Des émeutes entre détenus de gangs rivaux ont causé la mort d’au moins 26 personnes, dont sept gardiens, et plus d’une centaine de blessés dans une prison du Sri Lanka, ont rapporté lundi les autorités.
Ces violences, les plus meurtrières depuis cinq ans dans le pays, ont éclaté dimanche soir dans la prison de Negombo, dans la banlieue nord de la capitale Colombo, qui accueille près de 10 000 détenus.
Le bilan est de 26 morts, a annoncé le ministre de la Justice, après un précédent bilan de 23 personnes tuées.
Parmi eux se trouvaient sept gardiens, qui ont péri en tenant de mettre fin aux émeutes, a indiqué un responsable de la police à l’AFP. «La situation nous a échappé ce matin», a-t-il ajouté.
«Certaines des victimes présentaient des blessures par balles», a précisé Pushpa Gamlath, directrice de l’hôpital de la ville.

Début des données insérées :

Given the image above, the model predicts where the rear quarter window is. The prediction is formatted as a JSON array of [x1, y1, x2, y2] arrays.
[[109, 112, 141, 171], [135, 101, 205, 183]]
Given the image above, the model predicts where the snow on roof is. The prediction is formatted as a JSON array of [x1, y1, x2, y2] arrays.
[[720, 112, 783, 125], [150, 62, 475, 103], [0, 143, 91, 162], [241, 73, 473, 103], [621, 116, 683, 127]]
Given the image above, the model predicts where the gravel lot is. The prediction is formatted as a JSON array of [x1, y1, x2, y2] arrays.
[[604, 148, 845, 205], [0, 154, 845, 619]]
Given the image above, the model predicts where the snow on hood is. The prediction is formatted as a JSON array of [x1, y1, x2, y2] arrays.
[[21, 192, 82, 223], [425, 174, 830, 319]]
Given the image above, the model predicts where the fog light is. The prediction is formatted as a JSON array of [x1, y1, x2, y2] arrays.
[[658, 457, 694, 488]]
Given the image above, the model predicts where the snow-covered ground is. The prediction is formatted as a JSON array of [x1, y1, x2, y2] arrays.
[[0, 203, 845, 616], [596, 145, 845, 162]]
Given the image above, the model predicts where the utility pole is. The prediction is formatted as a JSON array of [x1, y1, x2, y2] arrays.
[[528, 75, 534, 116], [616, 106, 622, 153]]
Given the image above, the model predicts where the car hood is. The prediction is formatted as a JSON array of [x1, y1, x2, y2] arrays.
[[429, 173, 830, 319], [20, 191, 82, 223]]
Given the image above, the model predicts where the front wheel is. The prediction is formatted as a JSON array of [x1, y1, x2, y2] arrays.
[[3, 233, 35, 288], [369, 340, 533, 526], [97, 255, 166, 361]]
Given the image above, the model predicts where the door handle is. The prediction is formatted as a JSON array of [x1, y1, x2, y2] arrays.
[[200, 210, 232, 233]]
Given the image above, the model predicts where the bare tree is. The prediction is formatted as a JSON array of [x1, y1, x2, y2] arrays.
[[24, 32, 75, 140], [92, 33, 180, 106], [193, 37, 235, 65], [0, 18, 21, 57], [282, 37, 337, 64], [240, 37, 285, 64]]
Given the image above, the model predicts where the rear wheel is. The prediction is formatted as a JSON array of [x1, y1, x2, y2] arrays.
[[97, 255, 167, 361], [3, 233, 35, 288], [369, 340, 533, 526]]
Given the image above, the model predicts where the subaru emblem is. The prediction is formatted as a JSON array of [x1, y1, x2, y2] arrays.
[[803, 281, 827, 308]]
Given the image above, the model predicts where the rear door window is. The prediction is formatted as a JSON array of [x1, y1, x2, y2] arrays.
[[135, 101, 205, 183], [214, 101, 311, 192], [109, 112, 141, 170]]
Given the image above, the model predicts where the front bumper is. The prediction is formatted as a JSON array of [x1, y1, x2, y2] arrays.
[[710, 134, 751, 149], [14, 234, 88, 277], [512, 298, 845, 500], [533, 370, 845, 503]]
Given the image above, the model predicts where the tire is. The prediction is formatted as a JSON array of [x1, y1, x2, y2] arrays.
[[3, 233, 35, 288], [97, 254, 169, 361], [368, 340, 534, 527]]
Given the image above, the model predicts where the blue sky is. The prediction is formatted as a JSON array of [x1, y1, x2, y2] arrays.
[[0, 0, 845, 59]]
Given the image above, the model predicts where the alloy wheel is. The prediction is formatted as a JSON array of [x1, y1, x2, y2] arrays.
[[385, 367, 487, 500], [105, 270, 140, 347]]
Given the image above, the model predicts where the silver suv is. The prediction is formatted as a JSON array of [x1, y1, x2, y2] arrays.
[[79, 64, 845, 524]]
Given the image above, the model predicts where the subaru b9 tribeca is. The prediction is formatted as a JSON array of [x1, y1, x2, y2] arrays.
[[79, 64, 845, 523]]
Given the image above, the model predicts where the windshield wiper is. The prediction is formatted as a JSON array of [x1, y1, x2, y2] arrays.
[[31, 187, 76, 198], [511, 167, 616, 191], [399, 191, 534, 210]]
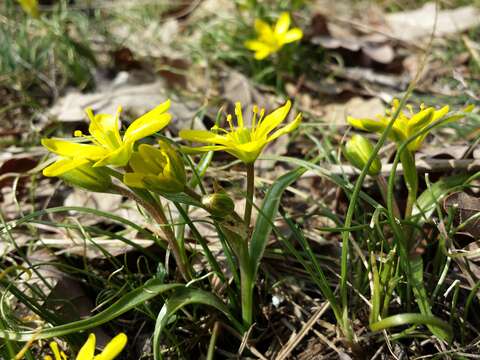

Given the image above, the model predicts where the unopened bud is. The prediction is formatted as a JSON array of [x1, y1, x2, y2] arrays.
[[344, 134, 382, 176], [202, 192, 235, 217]]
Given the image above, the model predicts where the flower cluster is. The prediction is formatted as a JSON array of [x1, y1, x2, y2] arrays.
[[245, 12, 303, 60], [44, 333, 127, 360]]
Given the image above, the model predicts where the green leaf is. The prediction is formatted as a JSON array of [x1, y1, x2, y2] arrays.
[[370, 313, 453, 338], [153, 287, 242, 360], [249, 168, 306, 281], [413, 174, 470, 219], [0, 279, 184, 341]]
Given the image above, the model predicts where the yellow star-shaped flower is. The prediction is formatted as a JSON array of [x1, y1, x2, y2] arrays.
[[180, 101, 302, 164], [42, 101, 172, 176], [245, 12, 303, 60]]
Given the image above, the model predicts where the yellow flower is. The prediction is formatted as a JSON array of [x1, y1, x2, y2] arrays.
[[245, 12, 303, 60], [18, 0, 39, 18], [347, 99, 452, 151], [123, 141, 187, 193], [44, 333, 127, 360], [180, 101, 302, 164], [42, 100, 171, 176]]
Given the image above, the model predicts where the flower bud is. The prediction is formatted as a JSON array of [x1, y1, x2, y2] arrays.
[[344, 134, 382, 176], [123, 141, 187, 194], [202, 191, 235, 218], [59, 164, 112, 192]]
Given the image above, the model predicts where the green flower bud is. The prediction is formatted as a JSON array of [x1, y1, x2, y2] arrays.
[[202, 192, 235, 218], [123, 141, 187, 194], [59, 164, 112, 192], [344, 134, 382, 176]]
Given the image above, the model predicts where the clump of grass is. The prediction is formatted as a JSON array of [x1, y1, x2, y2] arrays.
[[0, 0, 96, 105]]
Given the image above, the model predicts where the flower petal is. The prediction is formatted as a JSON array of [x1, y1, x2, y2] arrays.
[[75, 334, 95, 360], [254, 47, 274, 60], [182, 145, 227, 154], [267, 114, 302, 142], [42, 139, 106, 160], [123, 172, 146, 189], [50, 341, 62, 360], [86, 107, 122, 149], [282, 28, 303, 44], [255, 19, 274, 39], [123, 100, 172, 142], [93, 333, 127, 360], [43, 158, 89, 177], [93, 142, 133, 167], [252, 100, 292, 139], [275, 12, 290, 36], [179, 130, 229, 145], [243, 40, 267, 51]]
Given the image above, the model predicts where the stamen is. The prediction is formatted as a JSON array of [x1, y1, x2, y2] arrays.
[[406, 104, 413, 115], [227, 114, 234, 131], [235, 102, 243, 128], [252, 104, 258, 130], [85, 107, 95, 121]]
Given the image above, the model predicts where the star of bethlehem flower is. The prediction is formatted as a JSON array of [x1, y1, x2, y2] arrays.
[[245, 12, 303, 60], [42, 100, 172, 176], [347, 99, 473, 151], [44, 333, 127, 360], [180, 101, 302, 164], [123, 141, 187, 193]]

Selon la police, les affrontements ont opposé les détenus de deux organisations criminelles concurrentes impliquées dans le trafic de drogue. Des habitants du quartier ont indiqué à la presse avoir entendu des coups de feu résonner dans l’établissement.
«La situation a complètement dégénéré», a commenté sous couvert d’anonymat un policier auprès de l’AFP. «Six gardiens ont été tués alors qu’ils tentaient de mettre un terme aux émeutes».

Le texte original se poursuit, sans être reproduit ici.